L’écotaxe doit permettre de collecter environ 1,2 milliard d’euros, qui seraient affectés au développement d’autres modes de transport moins polluants, notamment ferroviaires, mais aussi en partie aux collectivités locales des tronçons concernés par les péages. Le marché de la collecte de la taxe a été confié à la société italienne Ecomouv, associée à Thales, SFR, ou la SNCF, qui possède une société de frêt routier, Geodis.
Une mise en place qui vire au chemin de croix
Mais l’élan écologique né du Grenelle retombe peu à peu, à mesure que le pays s’enfonce dans la crise. Et la mise en place de la fameuse « éco-redevance » traîne. En cause, sa complexité technique, mais aussi les actions des transporteurs, qui multiplient les recours contre ce principe. Tout est en débat : les prestataires pour la collecter, le réseau routier concerné… Courant 2011, le gouvernement annonce que la taxe ne sera en place qu’en 2013. Soit un an avant la date butoir fixée par la directive européenne.

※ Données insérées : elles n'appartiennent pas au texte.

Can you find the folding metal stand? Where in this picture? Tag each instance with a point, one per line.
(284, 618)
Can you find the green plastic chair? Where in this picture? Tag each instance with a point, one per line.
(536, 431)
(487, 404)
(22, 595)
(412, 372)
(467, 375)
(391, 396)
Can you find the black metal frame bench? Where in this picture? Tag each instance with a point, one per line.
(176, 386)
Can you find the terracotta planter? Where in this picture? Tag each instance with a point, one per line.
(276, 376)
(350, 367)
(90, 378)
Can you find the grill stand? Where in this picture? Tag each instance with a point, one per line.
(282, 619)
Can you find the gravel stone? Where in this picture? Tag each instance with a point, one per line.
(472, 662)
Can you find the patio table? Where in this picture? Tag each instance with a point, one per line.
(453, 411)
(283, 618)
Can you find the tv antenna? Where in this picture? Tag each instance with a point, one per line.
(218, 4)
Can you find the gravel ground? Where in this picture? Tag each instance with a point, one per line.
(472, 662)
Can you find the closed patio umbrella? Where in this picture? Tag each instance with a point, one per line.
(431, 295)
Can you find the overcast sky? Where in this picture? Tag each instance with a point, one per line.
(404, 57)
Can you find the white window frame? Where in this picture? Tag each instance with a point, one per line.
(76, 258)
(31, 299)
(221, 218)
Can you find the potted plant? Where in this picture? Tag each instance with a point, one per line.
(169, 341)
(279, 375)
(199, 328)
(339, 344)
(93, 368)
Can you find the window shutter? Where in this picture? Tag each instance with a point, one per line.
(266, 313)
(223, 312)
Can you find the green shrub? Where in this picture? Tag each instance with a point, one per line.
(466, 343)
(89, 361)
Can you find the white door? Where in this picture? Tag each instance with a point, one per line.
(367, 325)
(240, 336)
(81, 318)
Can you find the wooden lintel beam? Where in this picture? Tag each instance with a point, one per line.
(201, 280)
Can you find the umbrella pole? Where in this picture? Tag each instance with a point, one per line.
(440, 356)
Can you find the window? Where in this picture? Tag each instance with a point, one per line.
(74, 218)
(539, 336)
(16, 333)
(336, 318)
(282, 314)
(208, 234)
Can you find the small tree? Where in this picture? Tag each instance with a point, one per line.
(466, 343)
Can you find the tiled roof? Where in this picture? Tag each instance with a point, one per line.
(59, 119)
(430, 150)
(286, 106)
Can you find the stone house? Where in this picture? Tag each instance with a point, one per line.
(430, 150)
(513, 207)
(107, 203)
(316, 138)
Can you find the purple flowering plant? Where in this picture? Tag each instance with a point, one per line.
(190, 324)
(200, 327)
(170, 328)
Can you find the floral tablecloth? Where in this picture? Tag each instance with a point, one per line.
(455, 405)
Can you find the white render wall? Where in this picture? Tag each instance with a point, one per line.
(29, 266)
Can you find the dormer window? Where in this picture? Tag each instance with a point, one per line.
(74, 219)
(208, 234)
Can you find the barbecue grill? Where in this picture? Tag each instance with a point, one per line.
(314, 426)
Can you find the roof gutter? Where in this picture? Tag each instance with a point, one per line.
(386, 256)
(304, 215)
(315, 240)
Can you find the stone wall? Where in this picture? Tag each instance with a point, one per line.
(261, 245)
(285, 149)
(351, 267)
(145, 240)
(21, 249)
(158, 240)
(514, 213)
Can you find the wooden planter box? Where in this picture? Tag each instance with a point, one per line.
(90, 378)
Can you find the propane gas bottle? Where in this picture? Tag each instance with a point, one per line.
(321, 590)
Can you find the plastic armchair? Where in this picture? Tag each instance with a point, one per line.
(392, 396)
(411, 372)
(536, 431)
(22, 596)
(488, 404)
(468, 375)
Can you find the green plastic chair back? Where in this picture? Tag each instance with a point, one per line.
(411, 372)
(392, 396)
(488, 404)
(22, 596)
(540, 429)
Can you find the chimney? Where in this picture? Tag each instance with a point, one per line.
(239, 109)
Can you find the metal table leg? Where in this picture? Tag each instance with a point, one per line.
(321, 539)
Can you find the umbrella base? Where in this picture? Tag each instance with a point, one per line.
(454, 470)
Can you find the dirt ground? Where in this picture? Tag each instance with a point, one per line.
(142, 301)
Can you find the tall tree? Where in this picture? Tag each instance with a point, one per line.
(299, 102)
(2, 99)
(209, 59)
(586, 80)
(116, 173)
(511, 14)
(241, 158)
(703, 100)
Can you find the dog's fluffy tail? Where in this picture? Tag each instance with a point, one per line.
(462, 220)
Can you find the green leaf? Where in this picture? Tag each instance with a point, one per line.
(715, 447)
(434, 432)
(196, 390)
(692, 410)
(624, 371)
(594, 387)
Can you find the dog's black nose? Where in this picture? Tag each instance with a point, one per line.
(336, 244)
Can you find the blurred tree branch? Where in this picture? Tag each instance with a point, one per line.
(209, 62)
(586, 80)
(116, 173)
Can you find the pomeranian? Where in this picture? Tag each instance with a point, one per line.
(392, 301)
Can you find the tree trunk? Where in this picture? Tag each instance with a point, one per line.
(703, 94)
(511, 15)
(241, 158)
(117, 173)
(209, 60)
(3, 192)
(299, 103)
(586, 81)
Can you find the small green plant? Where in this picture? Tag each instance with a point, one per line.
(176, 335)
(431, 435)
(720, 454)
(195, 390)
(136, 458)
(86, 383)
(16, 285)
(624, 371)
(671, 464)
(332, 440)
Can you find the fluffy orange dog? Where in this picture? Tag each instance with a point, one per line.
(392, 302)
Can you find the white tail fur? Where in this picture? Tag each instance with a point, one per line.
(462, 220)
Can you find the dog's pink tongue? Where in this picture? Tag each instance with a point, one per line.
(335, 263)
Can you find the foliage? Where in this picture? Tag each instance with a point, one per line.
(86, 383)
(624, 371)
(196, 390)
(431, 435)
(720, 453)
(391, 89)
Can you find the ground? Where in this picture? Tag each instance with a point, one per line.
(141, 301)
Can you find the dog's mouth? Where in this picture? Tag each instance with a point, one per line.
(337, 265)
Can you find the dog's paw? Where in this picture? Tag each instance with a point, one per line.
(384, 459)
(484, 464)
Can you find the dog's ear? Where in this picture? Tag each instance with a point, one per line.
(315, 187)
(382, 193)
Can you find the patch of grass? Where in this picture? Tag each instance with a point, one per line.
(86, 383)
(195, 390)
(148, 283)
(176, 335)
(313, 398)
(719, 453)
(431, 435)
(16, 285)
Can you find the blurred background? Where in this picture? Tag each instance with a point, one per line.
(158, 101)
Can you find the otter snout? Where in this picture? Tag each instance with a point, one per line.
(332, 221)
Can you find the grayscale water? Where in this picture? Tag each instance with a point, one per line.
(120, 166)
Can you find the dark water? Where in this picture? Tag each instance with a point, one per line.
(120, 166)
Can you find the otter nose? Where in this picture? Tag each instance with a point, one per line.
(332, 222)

A l’arrivée de la gauche au pouvoir, en mai 2012, la taxe est toujours prévue pour l’année suivante. Le gouvernement Fillon publie un ultime décret, le 4 mai, qui en précise les modalités, cosigné par la ministre du budget, Valérie Pécresse, alors que les représentants des entreprises de transport routier continuent leur guérilla.
Le gouvernement Ayrault reprend les négociations, avec pour objectif de simplifier l’application de la taxe, en cherchant à imposer un tarif forfaitaire par région plutôt que de comptabiliser qui emprunte tel ou tel tronçon de route. Une nouvelle mouture de la loi est votée au Sénat, à l’unanimité, le 12 février 2013, puis à l’Assemblée en avril.
Mais le tortueux parcours de l’écotaxe se poursuit en mai : soixante parlementaires UMP, dont certains ont sans doute voté pour l’écotaxe en 2009, déposent un recours devant le Conseil constitutionnel contre le nouveau projet de loi. Le recours est rejeté. En mai, le gouvernement annonce les taux qui seront en vigueur : 8 à 15 centimes d’euros du kilomètre, sur 15 000 km de réseau routier. Et retarde, une fois encore, la mise en place de la taxe, au 1er janvier 2014.

La Bretagne déjà épargnée
Trois régions périphériques ont obtenu un rabais, dès 2009 : la Bretagne payera moitié prix, l’Aquitaine et Midi-Pyrénées, 30 % de moins. Mais les protestations sont vives, notamment dans la région bretonne, très touchée par la crise.
Le gouvernement, qui sait le climat peu propice à l’instauration de nouvelles taxes, tente de déminer la crise en amont. Jean-Marc Ayrault se rend en Bretagne, et rappelle le rabais accordé à la région, ainsi que l’exemption de taxe sur la route nationale 164, « axe vital pour la région », ainsi que l’exonération de taxe pour les véhicules agricoles ou collectant du lait.
Mais ces précisions n’apaisent pas la colère des Bretons, qui manifestent violemment durant le week-end du 26 octobre. Finalement, l’écotaxe est suspendue par le gouvernement qui la remplace par un « péage de transit », une taxe qui devait être réservée aux camions de plus de 3,5 tonnes quand ils emprunteraient les routes nationales à fort trafic.